Though all of Australia takes punishment of drug offences seriously, Queensland has always been well-known as one of the tougher states when it comes to legal penalties for such offences. If you or someone you know has unfortunately found themselves charged or convicted with a drug offence in Queensland, there are some basic things you should know before contacting a criminal lawyer.
What Exactly Is A Drug Offence?
Though seemingly a simple question, the answer is more nuanced than you might think. There are many different levels of drug offence, all of which vary in both severity and penalty type. The seriousness of your offence will likely hinge on: the classification of the substance(s) in question, the amount of the substance(s) in question, and your intended purpose with the substance(s) in question.
Possession: This offence doesn’t refer to the basic meaning of the word ‘possess’. While it will include drugs that are on your person or in your possession, it also includes a variety of other situations where the substances are still considered to be ‘in your possession’. The offence of possession simply refers to a person or party receiving and controlling a drug. This does not require it to be your drugs, and you may not even be required to be aware that the substance in question is an illegal drug.
Possession can involve holding a drug (knowingly or unknowingly) for a friend, illegal substances in your house, car, or personal items, as well as ownership of drug paraphernalia, even when the paraphernalia in question hasn’t been in direct contact with the illegal substance. If you are living with someone who is in possession of drugs, you may be considered guilty of possession as well. The more serious the classification and the larger the amount of the substance in question, the more serious the penalty for a possession charge will be.

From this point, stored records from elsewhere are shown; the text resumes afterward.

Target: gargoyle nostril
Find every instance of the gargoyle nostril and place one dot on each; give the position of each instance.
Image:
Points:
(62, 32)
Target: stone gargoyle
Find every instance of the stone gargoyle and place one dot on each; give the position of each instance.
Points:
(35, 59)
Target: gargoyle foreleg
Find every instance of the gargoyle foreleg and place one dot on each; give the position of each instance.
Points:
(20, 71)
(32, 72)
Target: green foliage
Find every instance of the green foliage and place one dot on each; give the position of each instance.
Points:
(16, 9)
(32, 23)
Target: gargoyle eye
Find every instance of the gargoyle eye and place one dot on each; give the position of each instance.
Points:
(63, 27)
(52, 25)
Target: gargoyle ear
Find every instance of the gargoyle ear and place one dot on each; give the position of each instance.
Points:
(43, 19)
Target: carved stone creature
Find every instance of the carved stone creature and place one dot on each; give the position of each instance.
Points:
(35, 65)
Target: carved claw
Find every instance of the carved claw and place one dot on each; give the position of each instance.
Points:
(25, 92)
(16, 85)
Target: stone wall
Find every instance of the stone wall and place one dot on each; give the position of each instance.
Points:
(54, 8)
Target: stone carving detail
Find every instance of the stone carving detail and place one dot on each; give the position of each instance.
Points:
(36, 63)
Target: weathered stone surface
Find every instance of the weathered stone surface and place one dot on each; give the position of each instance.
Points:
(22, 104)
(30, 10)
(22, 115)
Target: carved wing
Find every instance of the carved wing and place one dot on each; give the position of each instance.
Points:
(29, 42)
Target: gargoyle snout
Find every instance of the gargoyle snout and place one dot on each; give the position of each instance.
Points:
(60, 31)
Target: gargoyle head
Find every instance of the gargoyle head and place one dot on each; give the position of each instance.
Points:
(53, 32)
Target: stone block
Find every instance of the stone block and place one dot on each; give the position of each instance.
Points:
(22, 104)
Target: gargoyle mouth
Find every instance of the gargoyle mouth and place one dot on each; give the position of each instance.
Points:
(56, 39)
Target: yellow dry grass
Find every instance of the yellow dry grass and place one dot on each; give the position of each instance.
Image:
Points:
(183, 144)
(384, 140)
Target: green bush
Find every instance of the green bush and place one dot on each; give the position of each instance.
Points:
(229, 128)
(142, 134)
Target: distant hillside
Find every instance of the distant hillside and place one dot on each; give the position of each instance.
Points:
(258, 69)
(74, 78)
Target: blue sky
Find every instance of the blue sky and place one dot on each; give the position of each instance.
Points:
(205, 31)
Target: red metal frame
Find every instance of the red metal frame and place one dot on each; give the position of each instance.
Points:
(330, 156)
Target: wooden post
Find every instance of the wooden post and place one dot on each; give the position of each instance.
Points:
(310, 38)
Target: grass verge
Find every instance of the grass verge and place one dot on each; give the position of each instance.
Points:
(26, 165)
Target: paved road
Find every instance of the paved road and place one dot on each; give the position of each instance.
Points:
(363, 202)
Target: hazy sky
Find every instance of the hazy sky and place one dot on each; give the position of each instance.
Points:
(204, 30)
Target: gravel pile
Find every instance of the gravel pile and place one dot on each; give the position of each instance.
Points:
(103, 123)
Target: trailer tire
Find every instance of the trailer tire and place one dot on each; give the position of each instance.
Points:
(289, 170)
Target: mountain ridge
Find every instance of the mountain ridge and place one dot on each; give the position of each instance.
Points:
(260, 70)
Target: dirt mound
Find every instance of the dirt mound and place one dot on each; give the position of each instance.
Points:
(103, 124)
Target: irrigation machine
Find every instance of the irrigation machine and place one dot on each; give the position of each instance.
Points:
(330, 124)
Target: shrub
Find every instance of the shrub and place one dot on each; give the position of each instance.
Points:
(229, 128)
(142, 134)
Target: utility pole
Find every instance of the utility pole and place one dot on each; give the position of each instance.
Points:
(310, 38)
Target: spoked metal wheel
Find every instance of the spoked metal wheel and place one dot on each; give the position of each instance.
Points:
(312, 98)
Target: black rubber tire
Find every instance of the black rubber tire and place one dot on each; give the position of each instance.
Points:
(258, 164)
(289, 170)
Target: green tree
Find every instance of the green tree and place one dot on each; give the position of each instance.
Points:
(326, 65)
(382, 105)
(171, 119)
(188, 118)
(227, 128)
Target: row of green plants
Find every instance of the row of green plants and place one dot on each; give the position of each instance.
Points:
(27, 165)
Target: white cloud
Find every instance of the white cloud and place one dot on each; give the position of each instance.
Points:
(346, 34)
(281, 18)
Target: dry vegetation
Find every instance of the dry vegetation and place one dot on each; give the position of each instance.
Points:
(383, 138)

Supplying: The charge of supplying isn’t exclusive to selling drugs, though that is a common misconception. You can be found guilty of supplying drugs even when you are receiving nothing in return for the exchange. And, in fact, you may be found guilty of supplying drugs through merely offering an illegal substance to someone.
If you supply, distribute, administer, or offer to do any of the three, you may be found guilty of the offence of supplying. The severity of the penalty levied against you will again be affected by the classification and amount of the substance involved, however the characteristics of the person you were supplying the substance to will also play a large role in your sentencing as well. Supplying to vulnerable individuals such as minors, the developmentally disabled, or unknowing victims will result in much more severe sentencing.
Trafficking: Trafficking drugs differs from supplying drugs in that it must be a commercial act, usually (but not always) at a larger scale and with a higher level of organisation. Trafficking, unlike supplying, must have a financial component and this is the offence most associated with organised crime and gang activity. However, this can still include smaller scale sales like selling to friends. Because there is a commercial gain involved with this crime, the penalties for trafficking are more severe than for those involved in supplying.
Importing: Essentially, importing is trafficking drugs internationally and will be considered a Commonwealth offence with extremely harsh penalties, including the possibility of a life sentence.
Producing: Drug production is as straightforward as it sounds: whether you are cooking or growing, owning the operation or merely participating, you can be found guilty of producing and will be subjected to extremely harsh penalties. Though there will be harsher penalties for more serious classifications of drug, you will still be liable regardless of the scope of your drug production.